AISHAH SOFEA
Back

The Token Economy

4 April 2026

ai infrastructure cost llm

Why Cheaper Tokens Still Cost You More

If you’ve ever burned through a 5-hour AI usage cap in under twenty minutes, you already know something is wrong with how we think about LLM costs. The price per token keeps dropping. The models keep getting smarter. And somehow, the bill — or the rate limit — never gets easier to live with.

This post is about why. Not the marketing version. The first-principles version.

The Old World vs. The New World

For twenty years, “performance optimization” meant one thing to software engineers: reduce memory allocation, minimize CPU cycles, cache aggressively. We optimized for RAM.

That era is over. The new bottleneck is the context window — the amount of text a language model can hold in its working memory during a single conversation. And unlike RAM, which you buy once and use indefinitely, context costs you every single time it gets read.

This is the Token Economy. And most developers are losing money in it without understanding why.

The Context Tax: Why Re-Reading Is the Real Cost

Here’s the mechanic that nobody explains clearly enough.

When you send a message to an LLM via an API, the entire conversation history — system instructions, every prior code block, every previous response — is re-sent as part of the prompt. The model then computes attention over all of it. Internally, providers use the KV Cache (Key-Value Cache) to store the model’s computed attention state, and some providers reuse cached prefixes automatically to reduce redundant computation. But from a billing perspective, all those input tokens still count toward your usage — whether the provider’s infrastructure optimizes the compute behind the scenes or not.

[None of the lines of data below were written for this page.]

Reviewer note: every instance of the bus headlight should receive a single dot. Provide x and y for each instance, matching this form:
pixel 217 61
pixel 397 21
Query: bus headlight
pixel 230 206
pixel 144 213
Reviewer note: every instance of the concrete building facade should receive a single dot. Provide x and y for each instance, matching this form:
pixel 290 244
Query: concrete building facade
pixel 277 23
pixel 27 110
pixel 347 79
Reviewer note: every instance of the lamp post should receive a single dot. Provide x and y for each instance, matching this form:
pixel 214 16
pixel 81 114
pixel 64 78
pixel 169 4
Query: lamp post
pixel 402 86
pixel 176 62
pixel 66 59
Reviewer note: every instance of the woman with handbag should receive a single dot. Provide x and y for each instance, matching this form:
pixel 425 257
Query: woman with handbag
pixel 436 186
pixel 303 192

Re-read context (the tax) New input from you AI response added to context

By turn 10, 93% of tokens processed are re-reads of previous conversation — only 7% is your new question.

Think about what happens in a real coding session. You paste 200 lines of a TypeScript orchestration layer. The AI responds with an analysis and a refactored version. You ask a follow-up question. Now the model is processing: your original 200 lines + the AI’s 300-line response + your follow-up. That’s 500+ lines of context before the model even begins thinking about your new question.

By turn ten of a complex refactoring session, you might have 15,000 tokens of accumulated context. In a naive implementation without prompt caching, the model re-reads all of it on every turn. That’s your “Context Tax.” In our modeled example, roughly 93% of tokens processed by turn ten are re-reads of prior conversation — only 7% is your new question. The exact ratio varies by session, but the pattern is consistent: accumulated context dominates new input. And on a frontier model like Claude Opus 4.6 at $5 per million input tokens, those re-reads add up fast.

Now scale that to the real world: a deeply nested Go struct with verbose field names, a JSON schema with repeated boilerplate, or a state machine configuration where the structure of the code consumes more tokens than the logic it encodes. You’re paying a tax on verbosity itself.

The Language Tax

Consider this Go struct, the kind you’d find in any enterprise API service:

type OrderFulfillmentState struct {
    CustomerAccountID   string
    ShippingDestination string
    CurrentProgress     float64
    IsRetryEligible     bool
}

Four fields. Forty-five tokens just for the type definition. The information content — “an order has an ID, a destination, a progress percentage, and a retry flag” — could be expressed in maybe fifteen tokens of natural language. The remaining thirty tokens are structural overhead: capitalization conventions, type annotations, field alignment.

Structural overhead (the tax) Actual information content

Same 4-field data structure across representations. Tokens spent on syntax, type annotations, and naming conventions are "free" to the compiler but expensive to the LLM.

This is the Language Tax. Verbose languages and deeply nested data formats (looking at you, enterprise JSON) cost more in the Token Economy than terse ones — not because they’re worse engineering, but because LLMs charge by the syllable.

In the Old World, we called this “Clean Code.” In the Token Economy, we might have to start calling it “Financial Negligence.”

The DeepSeek Moment

In January 2025, a Chinese AI lab called DeepSeek dropped R1, a reasoning model that performed competitively with OpenAI’s o1 — at roughly 95% less cost. R1’s breakthrough was its use of large-scale reinforcement learning to produce strong reasoning without expensive supervised fine-tuning. But the cost story started earlier: DeepSeek’s V2 model (mid-2024) had already introduced Multi-head Latent Attention (MLA), a technique that compresses KV Cache into a much smaller latent space, reducing it by up to 93%. V3 inherited MLA, and R1 was built on V3. The architectural efficiency was already baked in before the reasoning leap happened.

The combined effect on the industry was immediate and lasting. DeepSeek made a strong case that the cost of intelligence had been higher than it needed to be — that architectural innovation and lean training pipelines could close much of the gap with frontier models at a fraction of the price. Prices cratered. OpenAI responded with GPT-5.4 Nano at $0.20 per million input tokens. Anthropic’s Claude 4.6 Sonnet came in at $3 per million. DeepSeek’s V3.2 lists input at $0.28 per million tokens (cache miss) and output $0.42, with cache hits dropping to $0.028.

Tokens became a commodity. The price of a single inference dropped to fractions of a cent.

And then something counterintuitive happened.

The Jevons Paradox of Intelligence

2023: GPT-4 era
$60/MTok — used sparingly
$30/mo
2026: Post-DeepSeek era
$1.50/MTok — used for everything
$75/mo
Price per MTok Volume (millions of tokens)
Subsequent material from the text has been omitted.